On this date: The bicentenary of the Swedish-Norwegian union

200 years ago today Norway and Sweden formed a union of crowns when the Norwegian Parliament passed a revised Constitution and elected King Carl XIII of Sweden King of Norway. The union was formalised by the Act of Union the following year.
Despite what some people, perhaps particularly foreigners, seem to think, the union did not in any way mean that Norway became part of Sweden (or the other way around) or that the two countries became one state. It was in fact one of the loosest unions in history, the two countries sharing only the King and, as foreign policy was considered a royal prerogative, the foreign service. The relationship between the two countries can perhaps best be compared to the relationship between Britain and Hanover between 1714 and 1837.
The Swedes liked to refer to the two countries as "the United Kingdoms of Sweden and Norway" (the term seems to have been less popular in Norway), but the plural spells out the difference from "the United Kingdom of Great Britain and (Northern) Ireland".
The union was the brainchild of the Swedish Crown Prince Carl Johan, who hoped eventually to achieve an amalgamation of the two countries.
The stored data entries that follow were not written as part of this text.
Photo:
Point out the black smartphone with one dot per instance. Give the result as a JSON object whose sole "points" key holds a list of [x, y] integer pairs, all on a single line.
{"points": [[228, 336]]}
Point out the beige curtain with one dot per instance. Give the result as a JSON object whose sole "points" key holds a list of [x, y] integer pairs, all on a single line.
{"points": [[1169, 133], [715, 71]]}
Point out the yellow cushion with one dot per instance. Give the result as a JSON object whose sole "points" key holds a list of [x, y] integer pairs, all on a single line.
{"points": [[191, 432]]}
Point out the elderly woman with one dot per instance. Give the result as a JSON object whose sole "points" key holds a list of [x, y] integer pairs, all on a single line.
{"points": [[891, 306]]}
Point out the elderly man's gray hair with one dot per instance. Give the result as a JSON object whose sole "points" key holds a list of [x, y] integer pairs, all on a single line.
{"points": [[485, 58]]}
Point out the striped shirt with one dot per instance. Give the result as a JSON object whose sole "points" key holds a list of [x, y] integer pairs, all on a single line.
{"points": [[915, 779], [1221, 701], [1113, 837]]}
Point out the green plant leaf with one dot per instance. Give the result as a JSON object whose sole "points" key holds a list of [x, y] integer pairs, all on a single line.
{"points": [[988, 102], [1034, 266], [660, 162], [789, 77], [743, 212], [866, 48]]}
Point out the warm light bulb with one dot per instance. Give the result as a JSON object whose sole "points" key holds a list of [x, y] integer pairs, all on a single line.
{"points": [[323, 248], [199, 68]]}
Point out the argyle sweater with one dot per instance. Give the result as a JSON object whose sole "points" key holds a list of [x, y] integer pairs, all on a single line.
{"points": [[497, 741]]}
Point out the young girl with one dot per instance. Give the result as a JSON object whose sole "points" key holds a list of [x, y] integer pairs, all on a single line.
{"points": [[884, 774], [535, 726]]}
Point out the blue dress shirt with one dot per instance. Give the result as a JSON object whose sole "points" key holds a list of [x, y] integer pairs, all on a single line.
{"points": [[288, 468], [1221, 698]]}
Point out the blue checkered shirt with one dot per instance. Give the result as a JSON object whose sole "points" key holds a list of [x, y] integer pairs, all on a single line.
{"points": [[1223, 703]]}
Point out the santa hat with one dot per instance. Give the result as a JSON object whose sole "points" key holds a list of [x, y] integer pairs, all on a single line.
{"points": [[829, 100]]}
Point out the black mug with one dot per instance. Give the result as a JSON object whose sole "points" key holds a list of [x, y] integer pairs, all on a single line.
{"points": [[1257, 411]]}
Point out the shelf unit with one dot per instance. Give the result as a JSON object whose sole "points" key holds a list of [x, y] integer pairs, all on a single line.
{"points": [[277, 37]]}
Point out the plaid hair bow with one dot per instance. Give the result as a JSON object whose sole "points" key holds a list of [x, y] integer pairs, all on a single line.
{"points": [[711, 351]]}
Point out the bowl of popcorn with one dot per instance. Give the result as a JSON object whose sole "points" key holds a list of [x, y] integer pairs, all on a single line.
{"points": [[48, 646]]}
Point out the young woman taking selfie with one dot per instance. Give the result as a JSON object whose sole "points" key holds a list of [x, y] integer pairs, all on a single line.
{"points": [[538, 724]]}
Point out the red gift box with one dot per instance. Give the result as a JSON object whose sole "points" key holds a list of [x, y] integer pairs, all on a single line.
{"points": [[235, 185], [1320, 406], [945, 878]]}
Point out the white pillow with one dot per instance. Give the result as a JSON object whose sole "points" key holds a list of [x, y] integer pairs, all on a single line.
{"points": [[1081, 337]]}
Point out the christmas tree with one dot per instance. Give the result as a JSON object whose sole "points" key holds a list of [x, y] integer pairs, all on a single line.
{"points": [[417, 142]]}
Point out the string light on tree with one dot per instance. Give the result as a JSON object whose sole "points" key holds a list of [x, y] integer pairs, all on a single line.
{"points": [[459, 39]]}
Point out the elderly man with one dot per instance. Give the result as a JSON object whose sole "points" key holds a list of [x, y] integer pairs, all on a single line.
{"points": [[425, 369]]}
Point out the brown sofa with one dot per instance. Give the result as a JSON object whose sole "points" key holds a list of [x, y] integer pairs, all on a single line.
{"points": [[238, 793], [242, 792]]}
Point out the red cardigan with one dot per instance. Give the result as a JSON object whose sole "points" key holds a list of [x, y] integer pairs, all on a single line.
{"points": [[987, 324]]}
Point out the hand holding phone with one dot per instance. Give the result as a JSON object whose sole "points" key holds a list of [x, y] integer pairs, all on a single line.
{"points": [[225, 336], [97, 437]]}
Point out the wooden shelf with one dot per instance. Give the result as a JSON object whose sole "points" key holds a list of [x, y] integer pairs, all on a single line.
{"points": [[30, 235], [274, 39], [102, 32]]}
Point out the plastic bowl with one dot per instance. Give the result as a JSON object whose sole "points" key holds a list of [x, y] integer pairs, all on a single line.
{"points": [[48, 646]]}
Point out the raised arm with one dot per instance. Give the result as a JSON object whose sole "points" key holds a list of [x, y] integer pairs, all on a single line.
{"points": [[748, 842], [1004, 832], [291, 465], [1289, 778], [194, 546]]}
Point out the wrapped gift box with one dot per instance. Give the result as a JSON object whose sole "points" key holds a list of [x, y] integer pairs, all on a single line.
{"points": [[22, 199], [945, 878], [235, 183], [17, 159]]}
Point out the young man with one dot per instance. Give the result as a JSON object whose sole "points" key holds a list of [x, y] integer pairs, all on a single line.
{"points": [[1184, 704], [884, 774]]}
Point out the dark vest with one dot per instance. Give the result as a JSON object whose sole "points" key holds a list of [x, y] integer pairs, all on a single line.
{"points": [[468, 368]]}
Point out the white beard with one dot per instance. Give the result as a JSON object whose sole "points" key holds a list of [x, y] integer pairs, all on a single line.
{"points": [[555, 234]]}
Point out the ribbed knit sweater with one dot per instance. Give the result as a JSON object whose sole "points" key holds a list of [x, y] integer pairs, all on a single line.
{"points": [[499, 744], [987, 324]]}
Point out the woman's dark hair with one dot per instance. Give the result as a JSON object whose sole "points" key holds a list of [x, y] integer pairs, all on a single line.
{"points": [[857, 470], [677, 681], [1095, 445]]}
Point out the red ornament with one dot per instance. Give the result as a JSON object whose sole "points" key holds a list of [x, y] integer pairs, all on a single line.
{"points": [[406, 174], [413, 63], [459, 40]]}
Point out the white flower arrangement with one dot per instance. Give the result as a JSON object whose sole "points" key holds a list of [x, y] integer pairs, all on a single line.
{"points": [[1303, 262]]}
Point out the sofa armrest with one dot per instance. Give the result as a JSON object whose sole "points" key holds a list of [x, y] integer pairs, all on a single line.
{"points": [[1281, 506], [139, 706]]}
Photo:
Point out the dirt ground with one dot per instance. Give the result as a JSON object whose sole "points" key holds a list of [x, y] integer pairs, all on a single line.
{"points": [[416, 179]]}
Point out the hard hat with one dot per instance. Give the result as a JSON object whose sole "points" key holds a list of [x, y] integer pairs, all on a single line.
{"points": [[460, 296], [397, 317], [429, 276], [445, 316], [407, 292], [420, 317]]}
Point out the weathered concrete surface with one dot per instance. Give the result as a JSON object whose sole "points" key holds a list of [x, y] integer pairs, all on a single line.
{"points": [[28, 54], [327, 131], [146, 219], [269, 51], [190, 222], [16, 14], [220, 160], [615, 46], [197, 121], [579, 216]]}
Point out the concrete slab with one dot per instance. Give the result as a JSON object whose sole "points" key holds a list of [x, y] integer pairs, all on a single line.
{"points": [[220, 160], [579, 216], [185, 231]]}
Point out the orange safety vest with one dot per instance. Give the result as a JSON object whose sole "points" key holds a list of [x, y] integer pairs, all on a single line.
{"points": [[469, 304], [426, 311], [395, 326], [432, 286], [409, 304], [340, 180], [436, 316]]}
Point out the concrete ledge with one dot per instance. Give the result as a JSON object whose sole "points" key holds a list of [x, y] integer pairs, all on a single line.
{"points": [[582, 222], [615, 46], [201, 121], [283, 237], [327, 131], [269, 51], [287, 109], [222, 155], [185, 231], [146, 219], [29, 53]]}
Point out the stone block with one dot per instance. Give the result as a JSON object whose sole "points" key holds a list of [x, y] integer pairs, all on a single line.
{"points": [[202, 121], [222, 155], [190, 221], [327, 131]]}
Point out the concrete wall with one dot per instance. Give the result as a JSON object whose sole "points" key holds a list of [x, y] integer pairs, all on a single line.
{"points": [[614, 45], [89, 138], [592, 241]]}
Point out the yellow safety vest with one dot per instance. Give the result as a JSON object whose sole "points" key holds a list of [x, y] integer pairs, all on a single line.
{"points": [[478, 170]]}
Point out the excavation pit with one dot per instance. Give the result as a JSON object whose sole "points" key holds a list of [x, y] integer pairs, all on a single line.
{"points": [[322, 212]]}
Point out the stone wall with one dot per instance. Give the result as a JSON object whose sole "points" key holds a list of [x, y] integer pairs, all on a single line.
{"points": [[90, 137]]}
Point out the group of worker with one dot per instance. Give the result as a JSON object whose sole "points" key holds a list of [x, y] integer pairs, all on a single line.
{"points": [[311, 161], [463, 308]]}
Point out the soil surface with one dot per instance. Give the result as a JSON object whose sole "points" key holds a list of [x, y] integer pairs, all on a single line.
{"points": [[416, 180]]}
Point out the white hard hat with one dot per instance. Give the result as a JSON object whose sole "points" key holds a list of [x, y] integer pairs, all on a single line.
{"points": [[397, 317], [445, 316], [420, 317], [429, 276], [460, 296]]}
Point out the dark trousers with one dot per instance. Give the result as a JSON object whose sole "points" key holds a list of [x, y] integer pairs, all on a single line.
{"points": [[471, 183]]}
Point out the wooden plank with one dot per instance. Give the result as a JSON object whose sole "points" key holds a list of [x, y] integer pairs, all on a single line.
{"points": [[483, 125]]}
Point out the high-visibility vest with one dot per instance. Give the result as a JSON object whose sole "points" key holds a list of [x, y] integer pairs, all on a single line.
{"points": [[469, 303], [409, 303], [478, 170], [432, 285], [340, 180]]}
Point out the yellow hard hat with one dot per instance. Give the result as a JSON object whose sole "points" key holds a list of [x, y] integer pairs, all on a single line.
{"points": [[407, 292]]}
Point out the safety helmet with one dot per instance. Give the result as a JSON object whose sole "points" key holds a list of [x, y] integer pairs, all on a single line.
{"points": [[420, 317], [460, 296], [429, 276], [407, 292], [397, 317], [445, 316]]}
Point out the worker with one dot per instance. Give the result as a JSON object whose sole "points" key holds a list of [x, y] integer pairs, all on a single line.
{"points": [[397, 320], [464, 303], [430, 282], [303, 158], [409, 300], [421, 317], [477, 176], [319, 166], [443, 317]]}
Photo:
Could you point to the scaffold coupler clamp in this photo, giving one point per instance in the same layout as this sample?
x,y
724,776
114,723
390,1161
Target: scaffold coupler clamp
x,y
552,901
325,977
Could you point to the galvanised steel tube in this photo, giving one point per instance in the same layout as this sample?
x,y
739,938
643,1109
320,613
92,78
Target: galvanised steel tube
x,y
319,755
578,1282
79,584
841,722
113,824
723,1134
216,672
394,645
In this he failed, but after his rather turbulent reign there followed what has subsequently been called "the happy days of the union". Clouds began to gather in the reign of Carl XV, and from the 1880s there were numerous conflicts and crisis until the Norwegian Parliament unilaterally deposed Oscar II on 7 June 1905 and Norway thereby withdrew from the union. Following negotiations between the two countries in Karlstad in the autumn, the union was formally dissolved on 26 October 1905 after both parliaments had ratified the Treaty of Karlstad and Oscar II abdicated the crown of Norway.
The union has subsequently had a very bad press in Norway, the bitterness of the political disputes having overshadowed the fact that it was also a time of economic and cultural blossoming.
Commemorations of the bicentenary have been fairly low-key, with conferences taking place yesterday and today and by a speech by the Speaker of Parliament at the start of today's parliamentary sitting.